1–7 Jun 2014
Boston University
US/Eastern timezone

Production and characterization of high-purity natural and enriched ZnMoO4 crystals to search for neutrinoless double beta decay of 100Mo

Not scheduled
Metcalf Auditorium (Boston University)

Metcalf Auditorium

Boston University

George Sherman Union 775 Commonwealth Ave. Boston, MA 02215
Board: 123
Poster Neutrinoless Double Beta Decay

Speakers

Dr Andrea Giuliani (CNRS/IN2P3/CSNSM Orsay)Mr Michele Mancuso (CSNSM - CNRS - Université Paris-Sud 11 - Università degli studi dell'Insubria)

Description

Radiopure zinc molybdate (ZnMoO4) crystals operated underground as cryogenic scintillating bolometers are promising devices for highly sensitive double-beta-decay searches, as the one under development in the LUMINEU program. Growth of high-quality radiopure crystals is a complex task, since there are no commercially available molybdenum compounds with the required levels of purity and radioactive contamination. This contribution discusses approaches developed at the Nikolaev Institute of Inorganic Chemistry (NIIC, Novosibirsk, Russia) to purify the initial molybdenum oxide and to synthesize the compound required for the growth of high-quality radiopure ZnMoO4 crystals. A combination of double sublimation (with addition of zinc molybdate) with subsequent recrystallization in aqueous solutions (using zinc molybdate as a collector) was used.
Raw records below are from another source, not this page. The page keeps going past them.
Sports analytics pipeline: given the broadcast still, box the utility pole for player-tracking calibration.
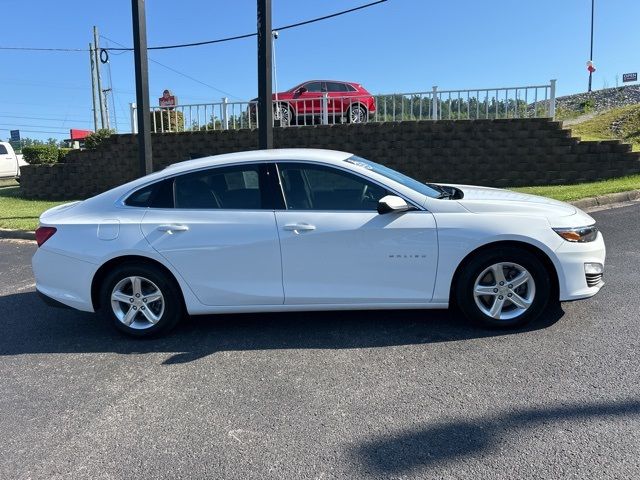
[588,0,596,92]
[102,88,115,130]
[258,0,273,149]
[93,25,107,128]
[89,43,98,132]
[131,0,153,176]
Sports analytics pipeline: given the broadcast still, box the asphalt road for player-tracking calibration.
[0,204,640,480]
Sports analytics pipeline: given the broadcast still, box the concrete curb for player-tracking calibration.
[569,190,640,209]
[0,190,640,240]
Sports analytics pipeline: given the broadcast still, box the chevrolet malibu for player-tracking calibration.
[33,149,605,337]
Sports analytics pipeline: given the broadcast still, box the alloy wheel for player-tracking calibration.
[349,105,367,123]
[111,276,165,330]
[473,262,536,320]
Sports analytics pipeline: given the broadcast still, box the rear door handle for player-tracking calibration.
[283,223,316,233]
[157,225,189,235]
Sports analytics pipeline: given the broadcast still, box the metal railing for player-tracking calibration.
[130,80,556,133]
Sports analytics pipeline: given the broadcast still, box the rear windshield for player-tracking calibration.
[345,155,440,198]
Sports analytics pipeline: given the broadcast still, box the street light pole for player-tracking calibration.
[131,0,153,176]
[272,30,280,120]
[588,0,596,92]
[258,0,273,149]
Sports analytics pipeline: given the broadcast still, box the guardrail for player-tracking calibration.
[130,80,556,133]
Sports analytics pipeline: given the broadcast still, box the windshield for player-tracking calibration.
[345,155,441,198]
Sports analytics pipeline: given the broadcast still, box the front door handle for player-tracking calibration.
[283,223,316,233]
[157,225,189,235]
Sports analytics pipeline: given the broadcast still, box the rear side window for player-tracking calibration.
[174,165,271,210]
[278,163,389,211]
[124,178,173,208]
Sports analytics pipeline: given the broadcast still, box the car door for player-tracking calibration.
[327,82,349,119]
[142,163,284,306]
[294,82,326,119]
[276,162,438,305]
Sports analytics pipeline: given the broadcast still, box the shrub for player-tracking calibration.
[151,109,184,132]
[58,148,73,163]
[22,145,58,165]
[84,128,115,149]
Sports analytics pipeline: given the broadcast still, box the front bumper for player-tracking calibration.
[555,232,606,301]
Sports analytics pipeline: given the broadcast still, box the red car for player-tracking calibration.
[252,80,376,125]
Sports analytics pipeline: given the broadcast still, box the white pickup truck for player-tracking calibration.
[0,142,27,180]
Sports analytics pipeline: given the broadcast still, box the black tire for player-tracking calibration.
[273,102,296,127]
[454,247,551,328]
[100,263,184,338]
[347,103,369,123]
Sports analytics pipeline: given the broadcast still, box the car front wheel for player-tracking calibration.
[347,104,369,123]
[456,248,551,328]
[100,264,183,337]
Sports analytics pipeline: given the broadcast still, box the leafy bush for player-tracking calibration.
[22,145,58,165]
[84,128,115,149]
[58,148,73,163]
[580,98,596,113]
[151,109,184,132]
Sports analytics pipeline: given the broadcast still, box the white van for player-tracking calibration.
[0,142,28,180]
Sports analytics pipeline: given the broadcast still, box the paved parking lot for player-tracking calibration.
[0,204,640,479]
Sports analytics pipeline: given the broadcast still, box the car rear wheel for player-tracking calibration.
[100,264,183,337]
[347,103,369,123]
[456,248,551,328]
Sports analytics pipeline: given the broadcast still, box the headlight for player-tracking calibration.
[553,225,598,243]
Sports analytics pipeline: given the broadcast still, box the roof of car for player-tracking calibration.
[298,79,360,85]
[164,148,353,173]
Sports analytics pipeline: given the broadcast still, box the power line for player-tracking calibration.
[0,115,93,125]
[0,0,388,52]
[0,128,69,135]
[100,35,242,100]
[0,123,68,133]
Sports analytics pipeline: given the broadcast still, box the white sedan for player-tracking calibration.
[33,149,605,336]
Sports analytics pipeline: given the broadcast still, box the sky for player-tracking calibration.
[0,0,640,139]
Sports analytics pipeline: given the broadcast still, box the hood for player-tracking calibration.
[452,185,590,224]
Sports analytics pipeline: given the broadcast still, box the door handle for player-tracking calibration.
[157,225,189,235]
[283,223,316,233]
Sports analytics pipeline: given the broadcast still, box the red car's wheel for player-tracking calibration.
[273,103,295,127]
[347,103,369,123]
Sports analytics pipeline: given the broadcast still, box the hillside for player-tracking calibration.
[570,104,640,151]
[556,85,640,120]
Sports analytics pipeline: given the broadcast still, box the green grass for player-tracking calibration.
[511,175,640,202]
[0,184,79,230]
[570,105,640,151]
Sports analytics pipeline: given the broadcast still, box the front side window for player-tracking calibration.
[327,82,348,92]
[174,165,269,210]
[278,163,389,211]
[345,155,440,198]
[305,82,323,93]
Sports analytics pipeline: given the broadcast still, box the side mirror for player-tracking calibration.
[378,195,411,215]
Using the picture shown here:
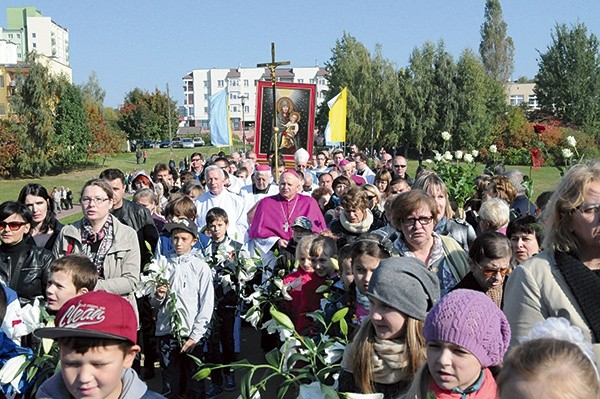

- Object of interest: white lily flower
[0,355,27,392]
[324,342,344,366]
[298,381,325,399]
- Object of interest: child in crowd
[498,317,600,399]
[351,233,392,324]
[406,289,510,399]
[34,291,164,399]
[46,255,98,313]
[338,257,440,398]
[157,196,210,256]
[283,234,316,331]
[206,207,243,398]
[150,219,214,399]
[276,216,312,271]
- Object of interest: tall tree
[80,71,106,109]
[479,0,515,84]
[11,55,58,177]
[534,23,600,126]
[49,78,91,170]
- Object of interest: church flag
[209,89,233,147]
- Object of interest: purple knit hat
[423,289,510,367]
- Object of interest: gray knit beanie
[367,256,440,320]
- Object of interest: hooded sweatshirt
[35,369,165,399]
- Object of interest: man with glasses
[392,155,414,186]
[190,152,204,183]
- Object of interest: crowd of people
[0,145,600,399]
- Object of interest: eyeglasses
[481,267,512,278]
[81,197,109,206]
[575,202,600,216]
[0,222,27,231]
[402,216,433,227]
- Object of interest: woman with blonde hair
[504,160,600,364]
[338,257,440,399]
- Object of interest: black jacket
[0,243,54,305]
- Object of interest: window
[510,94,525,106]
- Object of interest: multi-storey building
[506,83,540,111]
[183,67,328,130]
[0,7,73,82]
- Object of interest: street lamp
[239,93,249,153]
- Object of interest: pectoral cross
[256,43,290,180]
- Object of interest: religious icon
[254,81,316,163]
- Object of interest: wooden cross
[256,43,290,182]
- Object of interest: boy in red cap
[34,291,164,399]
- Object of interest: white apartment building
[506,83,540,111]
[183,67,328,131]
[2,7,73,82]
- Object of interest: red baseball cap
[34,291,137,344]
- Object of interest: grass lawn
[0,146,560,223]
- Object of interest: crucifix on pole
[256,43,290,181]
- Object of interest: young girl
[406,289,510,399]
[283,234,316,331]
[498,317,600,399]
[338,257,440,398]
[351,233,392,324]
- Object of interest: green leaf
[331,307,348,323]
[269,306,295,331]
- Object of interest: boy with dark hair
[34,291,164,399]
[150,218,214,399]
[46,255,98,312]
[206,207,242,398]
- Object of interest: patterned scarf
[81,216,115,278]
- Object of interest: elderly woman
[0,201,54,305]
[506,215,544,265]
[392,190,469,295]
[453,232,512,308]
[413,172,477,252]
[54,179,140,318]
[18,183,63,251]
[479,198,510,234]
[330,186,382,248]
[504,160,600,364]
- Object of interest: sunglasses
[481,267,512,278]
[0,222,27,231]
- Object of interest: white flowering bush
[194,306,348,399]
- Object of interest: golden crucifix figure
[256,43,290,182]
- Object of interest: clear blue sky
[0,0,600,107]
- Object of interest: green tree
[11,55,58,177]
[479,0,515,83]
[79,71,106,110]
[49,78,91,170]
[534,23,600,127]
[452,49,505,149]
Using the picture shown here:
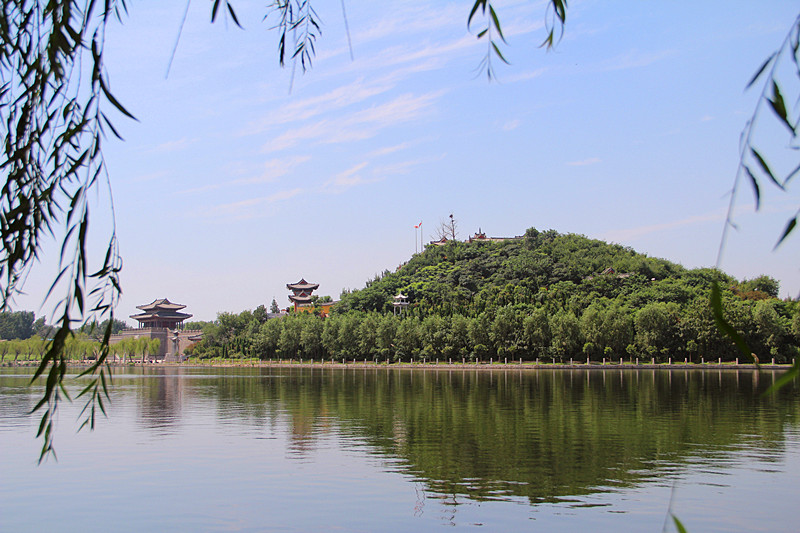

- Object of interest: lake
[0,366,800,532]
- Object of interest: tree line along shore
[0,228,800,364]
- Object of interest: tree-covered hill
[191,229,800,362]
[337,228,764,316]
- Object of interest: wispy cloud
[240,78,395,135]
[372,154,446,179]
[603,211,725,242]
[205,188,305,219]
[150,137,195,153]
[322,161,375,192]
[366,142,412,158]
[500,68,547,83]
[261,91,445,152]
[132,170,169,182]
[567,157,602,167]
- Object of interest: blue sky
[17,0,800,320]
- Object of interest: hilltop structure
[109,298,203,362]
[286,278,337,318]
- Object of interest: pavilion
[131,298,192,329]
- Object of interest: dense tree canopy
[183,228,800,362]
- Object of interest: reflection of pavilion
[131,298,192,329]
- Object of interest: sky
[16,0,800,325]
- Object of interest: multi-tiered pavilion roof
[131,298,192,329]
[286,278,319,307]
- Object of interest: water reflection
[86,368,798,507]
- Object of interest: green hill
[195,228,800,362]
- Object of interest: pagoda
[131,298,192,329]
[286,278,319,311]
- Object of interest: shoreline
[0,360,792,371]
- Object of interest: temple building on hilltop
[109,298,203,362]
[286,278,319,311]
[286,278,337,318]
[467,228,523,243]
[131,298,192,329]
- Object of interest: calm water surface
[0,367,800,532]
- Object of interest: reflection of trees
[128,368,798,502]
[126,367,187,433]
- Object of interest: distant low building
[467,228,522,243]
[131,298,192,329]
[286,278,338,317]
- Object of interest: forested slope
[194,228,800,362]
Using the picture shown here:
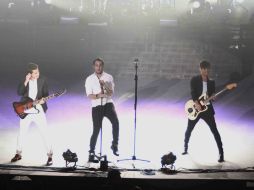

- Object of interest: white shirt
[85,72,115,107]
[202,81,210,105]
[28,80,38,100]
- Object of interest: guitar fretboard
[33,94,57,106]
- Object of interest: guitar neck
[205,88,227,104]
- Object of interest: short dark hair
[27,63,39,73]
[199,60,211,69]
[93,57,104,65]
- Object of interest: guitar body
[12,98,34,119]
[184,94,208,120]
[12,89,66,119]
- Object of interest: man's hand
[24,73,32,86]
[96,93,108,98]
[99,80,105,86]
[194,101,201,111]
[39,98,45,104]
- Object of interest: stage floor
[0,76,254,189]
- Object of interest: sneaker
[111,145,119,156]
[88,152,95,162]
[11,154,22,162]
[218,154,225,162]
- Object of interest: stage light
[161,152,177,174]
[45,0,52,5]
[235,0,244,4]
[161,152,176,167]
[63,149,78,167]
[192,1,200,9]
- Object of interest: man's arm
[17,73,31,96]
[190,78,201,111]
[85,79,107,100]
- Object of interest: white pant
[17,105,53,157]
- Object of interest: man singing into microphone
[85,58,119,162]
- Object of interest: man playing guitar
[11,63,53,166]
[182,61,224,162]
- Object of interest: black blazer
[17,76,49,112]
[190,75,215,114]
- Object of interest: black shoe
[111,145,119,156]
[11,154,22,162]
[46,157,53,166]
[218,154,225,162]
[182,145,188,155]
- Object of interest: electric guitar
[12,89,66,119]
[184,83,237,120]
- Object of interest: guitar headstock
[54,89,67,97]
[226,83,237,90]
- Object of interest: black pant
[184,106,223,154]
[89,103,119,152]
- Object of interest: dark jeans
[184,106,223,154]
[89,103,119,152]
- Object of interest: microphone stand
[117,59,150,168]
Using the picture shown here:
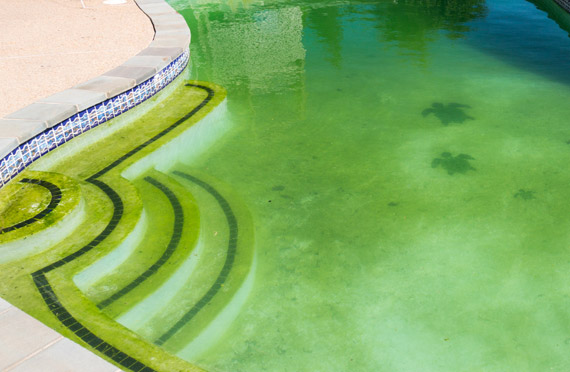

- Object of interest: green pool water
[0,0,570,372]
[165,0,570,372]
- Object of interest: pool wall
[554,0,570,13]
[0,0,190,188]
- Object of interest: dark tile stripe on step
[97,177,184,309]
[28,84,214,372]
[0,178,61,234]
[155,171,238,345]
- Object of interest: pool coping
[0,0,190,372]
[0,0,190,189]
[554,0,570,13]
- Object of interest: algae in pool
[170,0,570,372]
[0,0,570,372]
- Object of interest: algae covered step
[0,79,226,372]
[75,171,199,318]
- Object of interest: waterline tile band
[0,0,190,188]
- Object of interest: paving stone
[135,0,165,5]
[139,3,176,18]
[0,119,47,144]
[39,88,107,111]
[123,56,170,71]
[137,47,183,60]
[154,22,188,32]
[5,102,77,127]
[10,338,119,372]
[150,13,186,24]
[0,137,18,159]
[154,28,190,39]
[148,36,190,49]
[103,66,156,85]
[74,76,135,98]
[0,307,62,371]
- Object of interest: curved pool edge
[0,0,190,189]
[554,0,570,13]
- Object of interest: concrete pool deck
[0,0,189,372]
[0,0,154,118]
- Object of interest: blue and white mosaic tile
[0,50,190,187]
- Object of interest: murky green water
[171,0,570,372]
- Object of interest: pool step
[0,172,85,263]
[76,171,199,318]
[71,166,253,353]
[145,165,254,355]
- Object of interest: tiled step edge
[0,0,190,188]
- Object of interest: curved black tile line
[97,177,184,309]
[0,178,61,234]
[154,171,238,345]
[32,84,214,372]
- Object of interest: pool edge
[0,0,190,189]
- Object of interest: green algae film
[165,0,570,372]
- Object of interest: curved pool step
[0,172,85,263]
[142,166,254,353]
[75,171,199,318]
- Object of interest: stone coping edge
[0,0,190,188]
[554,0,570,13]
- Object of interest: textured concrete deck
[0,0,154,118]
[0,0,172,372]
[0,298,121,372]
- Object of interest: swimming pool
[1,0,570,372]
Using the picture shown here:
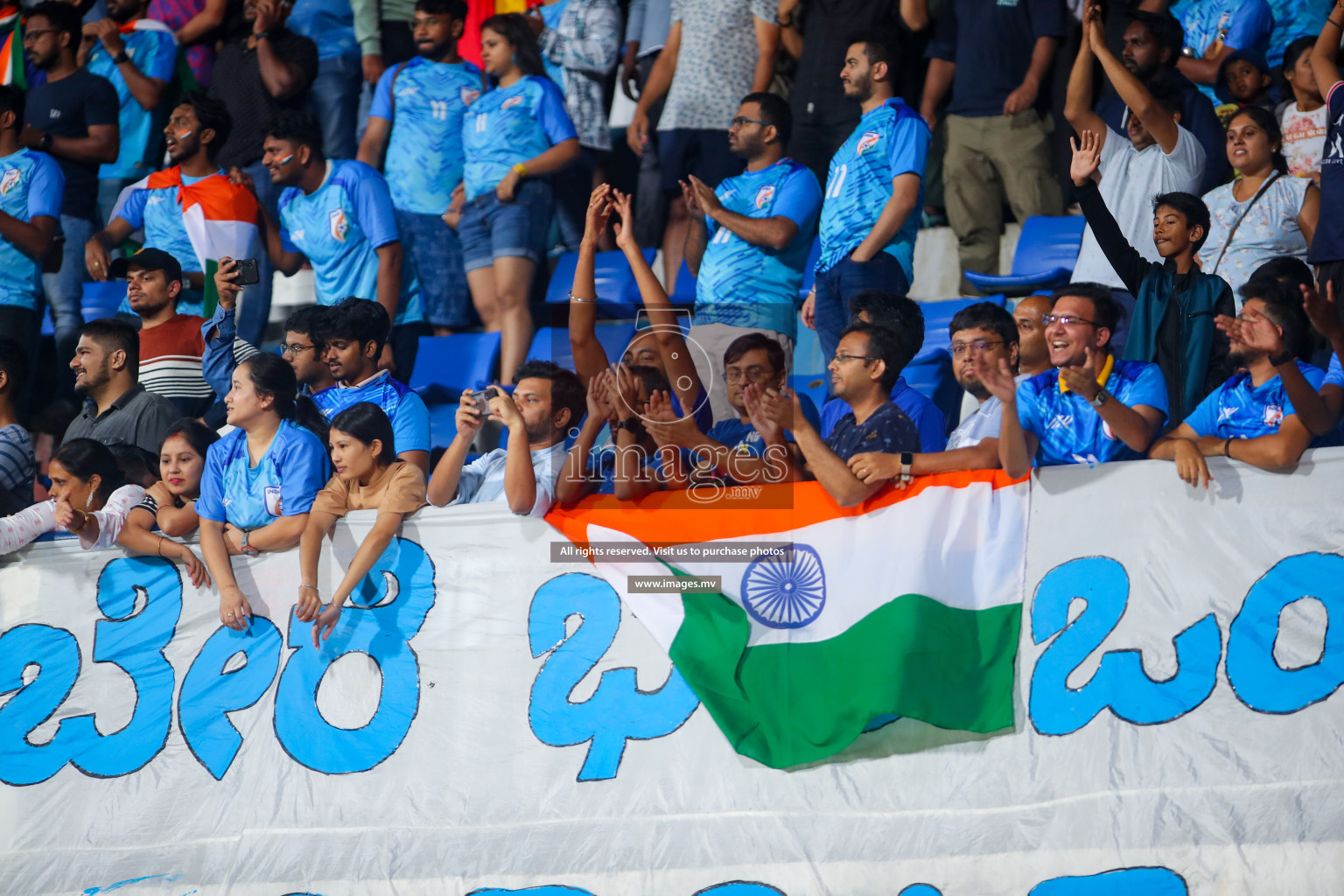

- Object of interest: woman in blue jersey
[196,354,326,632]
[457,13,579,384]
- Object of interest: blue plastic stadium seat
[966,215,1088,296]
[546,248,657,317]
[410,333,500,405]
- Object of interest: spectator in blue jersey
[313,298,430,475]
[89,93,246,309]
[1306,13,1344,296]
[644,332,821,485]
[196,354,326,632]
[1166,0,1282,103]
[1151,282,1325,489]
[80,0,178,223]
[0,85,66,373]
[242,111,424,380]
[359,0,484,336]
[760,324,920,507]
[429,361,584,517]
[0,338,38,516]
[802,35,930,365]
[976,284,1166,477]
[457,12,579,384]
[682,93,821,421]
[1070,130,1236,424]
[850,302,1027,485]
[821,289,948,452]
[288,0,364,158]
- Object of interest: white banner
[0,450,1344,896]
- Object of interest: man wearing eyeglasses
[976,284,1168,477]
[682,93,821,421]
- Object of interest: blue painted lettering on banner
[1227,554,1344,713]
[178,617,281,780]
[1028,557,1223,735]
[527,572,700,780]
[276,539,434,775]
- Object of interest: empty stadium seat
[966,215,1088,297]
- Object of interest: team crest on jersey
[326,208,349,243]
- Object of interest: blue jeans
[308,56,364,158]
[815,253,910,365]
[238,161,279,346]
[393,208,474,332]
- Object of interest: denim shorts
[393,208,474,329]
[457,178,551,271]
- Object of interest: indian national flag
[111,165,261,317]
[547,470,1030,768]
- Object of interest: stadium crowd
[0,0,1344,631]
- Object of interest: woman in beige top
[296,402,426,646]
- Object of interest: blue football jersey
[85,27,178,178]
[695,158,821,337]
[368,56,481,215]
[462,75,578,199]
[313,371,430,454]
[196,421,326,529]
[272,158,424,324]
[1018,359,1169,466]
[0,149,68,309]
[1186,361,1325,439]
[817,100,931,284]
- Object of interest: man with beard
[429,361,586,517]
[1151,281,1325,489]
[80,0,178,223]
[682,93,821,421]
[85,93,256,314]
[802,35,930,368]
[359,0,484,340]
[62,318,181,455]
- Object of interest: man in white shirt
[1065,3,1206,314]
[429,361,586,517]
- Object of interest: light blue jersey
[0,149,66,309]
[196,421,328,529]
[462,75,578,199]
[279,158,424,326]
[85,26,178,179]
[368,56,481,215]
[695,158,821,339]
[1186,361,1325,439]
[1018,359,1169,466]
[817,100,931,284]
[313,371,430,454]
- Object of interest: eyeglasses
[723,367,774,383]
[1040,314,1096,326]
[951,339,1004,357]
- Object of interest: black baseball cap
[108,247,181,284]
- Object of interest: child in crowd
[1277,35,1325,179]
[0,439,145,555]
[196,354,326,632]
[296,402,427,648]
[117,416,219,588]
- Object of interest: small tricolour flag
[547,472,1030,768]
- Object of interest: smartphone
[234,258,261,286]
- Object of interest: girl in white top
[1199,106,1321,304]
[0,439,145,554]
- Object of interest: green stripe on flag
[668,594,1021,768]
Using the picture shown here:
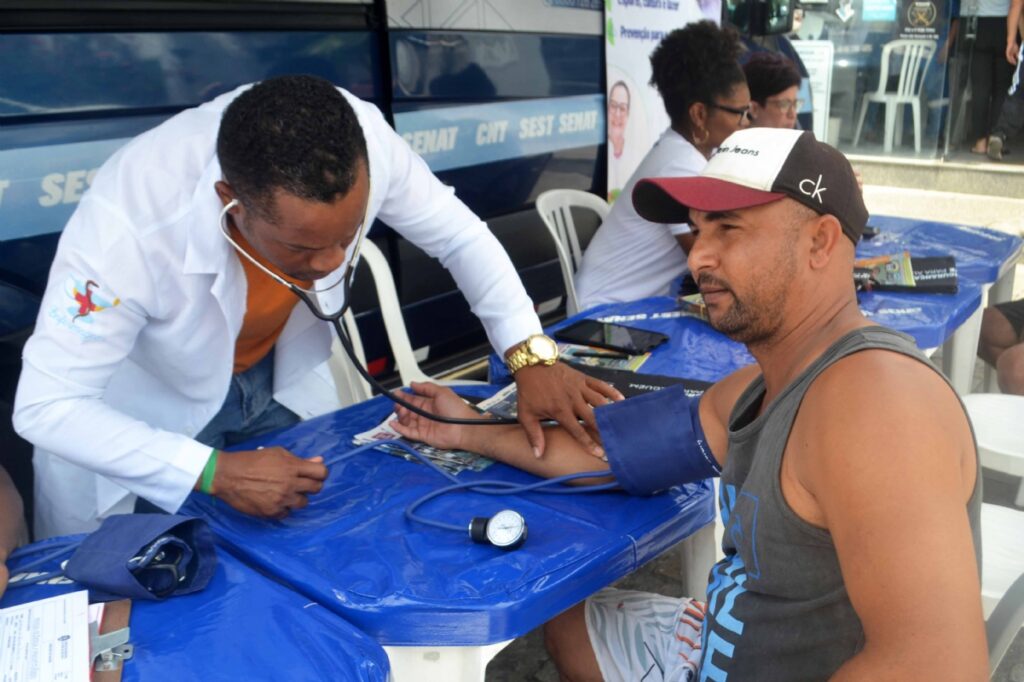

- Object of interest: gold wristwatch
[505,334,558,374]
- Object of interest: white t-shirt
[575,128,708,309]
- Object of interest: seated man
[978,299,1024,395]
[574,22,751,309]
[387,128,987,682]
[743,52,804,128]
[13,76,616,539]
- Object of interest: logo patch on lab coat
[65,278,121,325]
[49,276,121,341]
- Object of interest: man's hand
[515,363,623,458]
[391,381,482,450]
[213,447,327,519]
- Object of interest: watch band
[505,344,541,374]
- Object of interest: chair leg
[882,101,899,154]
[853,99,870,146]
[893,104,905,146]
[910,99,922,154]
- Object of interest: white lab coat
[13,86,541,539]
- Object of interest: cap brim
[633,176,785,223]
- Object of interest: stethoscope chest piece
[469,509,526,550]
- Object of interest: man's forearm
[463,426,611,484]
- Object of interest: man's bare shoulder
[791,349,974,489]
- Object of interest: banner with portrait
[604,0,722,202]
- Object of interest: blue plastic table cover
[487,280,981,384]
[0,536,389,682]
[857,215,1024,285]
[182,386,715,646]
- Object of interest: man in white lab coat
[13,77,618,538]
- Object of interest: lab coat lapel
[182,159,248,340]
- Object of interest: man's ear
[213,180,238,206]
[810,214,846,270]
[689,101,708,130]
[748,99,764,121]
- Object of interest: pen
[568,350,631,359]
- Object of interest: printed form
[0,590,89,682]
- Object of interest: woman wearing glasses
[743,52,804,128]
[575,22,751,308]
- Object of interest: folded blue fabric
[594,385,721,495]
[65,514,217,600]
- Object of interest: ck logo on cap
[800,175,827,204]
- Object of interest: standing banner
[793,40,842,146]
[604,0,722,202]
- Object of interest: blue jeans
[135,348,300,514]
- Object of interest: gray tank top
[699,327,981,682]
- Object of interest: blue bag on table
[65,514,217,600]
[8,514,217,601]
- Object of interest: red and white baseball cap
[633,128,867,244]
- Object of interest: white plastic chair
[964,393,1024,503]
[981,504,1024,674]
[537,189,610,315]
[331,240,483,387]
[328,309,373,408]
[853,39,935,153]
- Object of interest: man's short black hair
[217,76,367,218]
[743,51,801,106]
[650,20,744,133]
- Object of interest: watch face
[487,509,526,547]
[527,334,558,360]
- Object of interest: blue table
[857,215,1024,285]
[183,386,715,679]
[0,538,389,682]
[487,281,981,384]
[857,216,1024,394]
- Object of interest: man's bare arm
[392,383,611,484]
[393,366,757,484]
[675,232,696,255]
[782,351,987,681]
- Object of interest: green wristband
[199,447,219,495]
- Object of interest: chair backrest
[359,240,430,386]
[328,310,373,408]
[537,189,610,315]
[876,38,935,98]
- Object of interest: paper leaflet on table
[0,590,91,682]
[352,413,495,474]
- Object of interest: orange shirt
[231,226,310,374]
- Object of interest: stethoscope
[219,199,617,550]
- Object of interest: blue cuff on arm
[594,385,721,495]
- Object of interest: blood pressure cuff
[594,385,721,495]
[65,514,217,600]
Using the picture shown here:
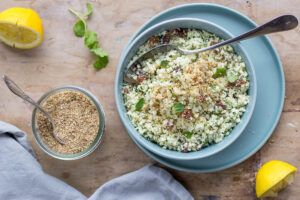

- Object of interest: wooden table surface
[0,0,300,200]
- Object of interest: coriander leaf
[69,8,86,31]
[160,60,169,67]
[135,98,145,111]
[183,131,193,139]
[209,84,216,89]
[84,31,98,49]
[73,20,85,37]
[173,103,184,113]
[226,74,239,83]
[91,47,108,57]
[213,68,226,79]
[171,90,177,99]
[94,56,108,69]
[90,41,99,50]
[84,3,93,17]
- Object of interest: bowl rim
[114,18,257,160]
[31,85,105,160]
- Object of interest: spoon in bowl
[124,15,298,83]
[2,75,65,144]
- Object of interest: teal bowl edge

Zinc molybdate crystals up to 1.5 kg were grown at NIIC by the low-thermal-gradient Czochralski technique. Their optical, luminescent, diamagnetic, thermal and bolometric properties were tested. The developed purification, synthesis and growth techniques were used also to produce enriched Zn100MoO4 crystals, which were operated successfully as scintillating bolometers in a dedicated aboveground facility at Centre de Sciences Nucléaires et de Science de la Matière (CSNSM, Orsay, France). The results achieved by the enriched detectors are described in detail. They show encouraging performance in view of their use in future double beta decay experiments.